Gaze at their faces.
Read the misery and fear.
Talk to them.
Hear their countless stories of the loss of family members, homes, and entire lifestyles.
When you’ve done that, then tell Syrian and Iraqi refugees, “Stay away, you’re not welcome in Canada.”
Tell them that they’re not fleeing terror, but attempting to import it here.
Oh, but that’s the great thing about directing national policy on refugees via social media. None of the above is required. All that’s needed is an appallingly misinformed, or selfish, tunnel-visioned view of the world, and the short time it takes to spew it onto Facebook or a website.
Some of the public dialogue in this country surrounding the Syrian refugee debate, particularly in the wake of the horror in Paris, turns my stomach almost as much as the terror attacks themselves.
I refer to the near-hysteria and fear-mongering about importing ISIS terrorism via the Liberals’ pre-election promise to bring 25,000 Syrian refugees to Canada by year’s end.
Let’s consider some actual facts:
This is not a plan to take 25,000 people off the bloody battlefields of Syria, or pluck them out of Mediterranean waters, and fly them directly into Canada – although some people talk like that’s what is going to happen.
There are literally millions of people sitting in vast camps in Jordan, Lebanon, Turkey, Greece, Italy, Germany and elsewhere, waiting – some for years – for somewhere, anywhere, to go.
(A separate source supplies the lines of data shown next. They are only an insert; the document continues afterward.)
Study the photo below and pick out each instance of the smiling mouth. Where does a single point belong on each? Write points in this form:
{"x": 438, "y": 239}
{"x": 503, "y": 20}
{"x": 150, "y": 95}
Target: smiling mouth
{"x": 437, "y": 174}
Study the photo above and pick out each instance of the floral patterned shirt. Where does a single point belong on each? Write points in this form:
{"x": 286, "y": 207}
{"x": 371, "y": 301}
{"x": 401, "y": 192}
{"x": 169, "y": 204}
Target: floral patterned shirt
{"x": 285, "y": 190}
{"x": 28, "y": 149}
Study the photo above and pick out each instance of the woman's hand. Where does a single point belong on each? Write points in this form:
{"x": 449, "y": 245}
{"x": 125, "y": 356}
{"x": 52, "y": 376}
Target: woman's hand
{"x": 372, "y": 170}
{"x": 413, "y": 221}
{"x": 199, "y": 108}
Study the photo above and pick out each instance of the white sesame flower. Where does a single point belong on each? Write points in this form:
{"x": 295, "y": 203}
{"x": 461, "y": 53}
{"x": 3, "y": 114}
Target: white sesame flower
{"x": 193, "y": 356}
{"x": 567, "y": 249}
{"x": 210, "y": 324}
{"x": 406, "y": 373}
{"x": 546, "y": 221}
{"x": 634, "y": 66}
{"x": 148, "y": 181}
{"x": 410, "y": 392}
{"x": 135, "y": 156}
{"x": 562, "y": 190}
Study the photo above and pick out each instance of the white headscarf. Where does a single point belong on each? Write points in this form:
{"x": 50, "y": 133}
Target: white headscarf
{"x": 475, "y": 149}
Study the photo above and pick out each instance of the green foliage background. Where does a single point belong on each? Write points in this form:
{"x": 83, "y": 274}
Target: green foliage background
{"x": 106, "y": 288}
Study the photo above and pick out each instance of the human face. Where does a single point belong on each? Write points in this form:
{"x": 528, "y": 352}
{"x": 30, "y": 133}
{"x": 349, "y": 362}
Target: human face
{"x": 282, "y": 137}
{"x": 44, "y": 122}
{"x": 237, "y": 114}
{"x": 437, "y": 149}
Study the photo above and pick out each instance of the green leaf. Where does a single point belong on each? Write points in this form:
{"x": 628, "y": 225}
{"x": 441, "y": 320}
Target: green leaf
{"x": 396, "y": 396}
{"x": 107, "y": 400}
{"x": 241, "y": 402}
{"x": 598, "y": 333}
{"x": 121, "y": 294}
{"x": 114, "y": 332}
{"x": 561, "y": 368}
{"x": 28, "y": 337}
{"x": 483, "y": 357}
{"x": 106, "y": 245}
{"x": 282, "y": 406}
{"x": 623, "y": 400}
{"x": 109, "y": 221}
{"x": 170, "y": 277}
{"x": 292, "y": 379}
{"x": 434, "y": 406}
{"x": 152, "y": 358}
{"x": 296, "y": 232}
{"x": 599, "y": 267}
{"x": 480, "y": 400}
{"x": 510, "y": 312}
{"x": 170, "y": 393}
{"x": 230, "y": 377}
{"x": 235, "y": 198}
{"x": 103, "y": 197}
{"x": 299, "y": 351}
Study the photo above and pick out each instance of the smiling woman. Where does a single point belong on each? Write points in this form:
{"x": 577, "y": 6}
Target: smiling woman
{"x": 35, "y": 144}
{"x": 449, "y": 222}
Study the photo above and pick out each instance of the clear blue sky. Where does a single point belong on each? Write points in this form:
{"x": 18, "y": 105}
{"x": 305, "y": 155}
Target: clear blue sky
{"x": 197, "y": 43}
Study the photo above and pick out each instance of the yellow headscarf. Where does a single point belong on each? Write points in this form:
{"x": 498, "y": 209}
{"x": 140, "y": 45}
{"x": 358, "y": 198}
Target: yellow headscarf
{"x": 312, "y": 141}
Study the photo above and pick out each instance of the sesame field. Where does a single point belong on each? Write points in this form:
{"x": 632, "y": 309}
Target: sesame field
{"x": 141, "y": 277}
Many have registered with the UN, and all can be screened.
They are women, and children – and yes, men – who are desperate to start a new life, free of constant fear and destruction and slaughter.
If the pitiful refugees I met covering Canadian relief efforts in Jordan and Lebanon just two years ago were hard-core terrorists, just waiting for an opportunity to come to Canada to wreak havoc, they were the best actors on the planet … thousands of them.
Let me suggest something that I consider far more frightening than a bunch of people carrying their children on their shoulders, and their worldly possessions in plastic bags.
And that’s the virtual certainty that ISIS or terrorists of their ilk are already here. They came here long ago, and are waiting for the signal to launch their attacks in our cities. Or, they are homegrown Canadian citizens who signed on to the fundamentalist insanity of their own volition.
Just as worrisome, if not more, are the yet-to-be jihadis – the ones ISIS and al-Qaeda can reach via the Internet. The same social media and websites that give the “build-a-wall-and-lock-us-in” types the means to rant beyond their coffee cups also provide the conduit through which terrorism flows across borders and past all the security checks in the world.
If you must be afraid, fear that. Also be afraid that terrorism will achieve one of its objectives – to cultivate paranoia and hatred around the world, because that spawns more recruits.
Be most afraid, though, of a country that turns away from its history as a generous, compassionate nation, to one that is seized by fear itself, which tramples on a global vision, and turns inward to a self-serving, self-protectionist agenda.
That won’t happen, though. And we will not leave our own behind, as some suggest. Governments spend billions helping citizens who need assistance. Can more be done? Of course. Can we afford it? Of course. It is a matter of political will and planning.
Canada has done so for generations which, never forget, are composed of millions of immigrants, and refugees, of myriad nationalities and many beliefs.
Before we utter words like stay away, we must remember who we are and how we got here.